Hot-mixed Lime Construction

“Private residence, near Appleby, Cumbria”

The brief for this project was for a retaining wall which sat well against the adjoining property, using materials reclaimed from an unwanted nearby wall. I retrieved as much limestone rubble as possible (which was the predominant material used in the converted barn), and constructed it using hot-mixed lime mortar. The construction method would be immediately recognisable to any craftsman working two or three hundred years ago. There is every reason to expect that the structure will stand for a similar length of time.

lime mortared retaining wall constructed for a barn conversion near Appleby-in-Westmorland, Cumbria

↣ Retaining wall for new garden path (pathway built by customer), designed to blend nicely with the limestone rubble of their barn conversion.

Lime Mortared Solid Wall Construction

Countless historic structures have been damaged in modern times by builders looking at the original mortars and saying they are too soft and weak. They should have looked at overall structure – rather than its individual components – and said: “can I build anything better than that?” My answer would always be ‘no, but I can certainly hope to replicate it’.

Solid wall construction differs very little from dry stone techniques, but with the additional support of a durable, if not strong, lime or earth mortar. Hot-mixed lime mortars (made by slaking quicklime with sand) seem to be in their element here. The heat (caused by a chemical reaction between quicklime and water) encourages the mortars to stiffen quickly. This holds the stones firmly during construction. Excess water is also driven off, whilst retaining enough to ensure a steady rate of carbonation.

solid wall construction with limestone rubble and hot-mixed lime mortar

↣ Solid wall construction techniques like this differ not at all from those used to build countless pre-20th century buildings.

The most common mistake (in all forms of stone walling) is to use too much mortar between the stones. Vernacular buildings generally use rubble stonework, which requires good stone contact to provide strength. (A small number stone types call for more generous mortar beds, but these are less common.) The amount of exposed mortar at the face might vary considerably – depending how much the stone is worked – but the beds will rarely be more than 3/4″ thick over an extended area. Over-mortaring will encourage excessive movement over time.
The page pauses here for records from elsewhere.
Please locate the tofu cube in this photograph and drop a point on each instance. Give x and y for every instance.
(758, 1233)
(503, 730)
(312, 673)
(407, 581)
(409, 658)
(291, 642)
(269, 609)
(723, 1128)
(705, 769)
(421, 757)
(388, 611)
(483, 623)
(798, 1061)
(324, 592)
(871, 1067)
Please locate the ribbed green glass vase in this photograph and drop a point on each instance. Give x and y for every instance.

↣ Click here to find out more about lime mortar and historic construction methods.

hot-mixed lime wall construction methods

↣ Despite consuming considerable quantities of mortar, the wall is still overwhelmingly stone. Striped bare, most vernacular buildings would look like this.

Hot-mixed lime pointing

hot-mixed lime pointing of limestone rubble wall

↣ Applying hot-mixed pointing to the newly constructed wall.
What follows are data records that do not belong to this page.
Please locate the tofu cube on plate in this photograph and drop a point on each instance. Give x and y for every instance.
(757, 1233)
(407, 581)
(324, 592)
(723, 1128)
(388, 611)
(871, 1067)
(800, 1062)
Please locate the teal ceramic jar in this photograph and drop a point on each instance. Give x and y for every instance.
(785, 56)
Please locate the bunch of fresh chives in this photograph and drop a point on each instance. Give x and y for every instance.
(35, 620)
Historically masons would have ‘pointed’ as they went. Few structures were left bare, so they’d more specifically “dub out”, or harl or limewash as they went. There are good reasons for doing so. Modern tastes call for exposed stonework, which is more intricate – and less durable! – so I often point up afterwards. The pointing mortars included crushed limestone from Shap and crushed brick from York Handmade Brick Company. Crushed brick and limestone seem to work particularly well with hot-mixed lime mortars and were widely used historically.

lime mortar pointing scraped back after initial firming up

↣ Freshly applied lime pointing, scraped back after initial firming to aid carbonation.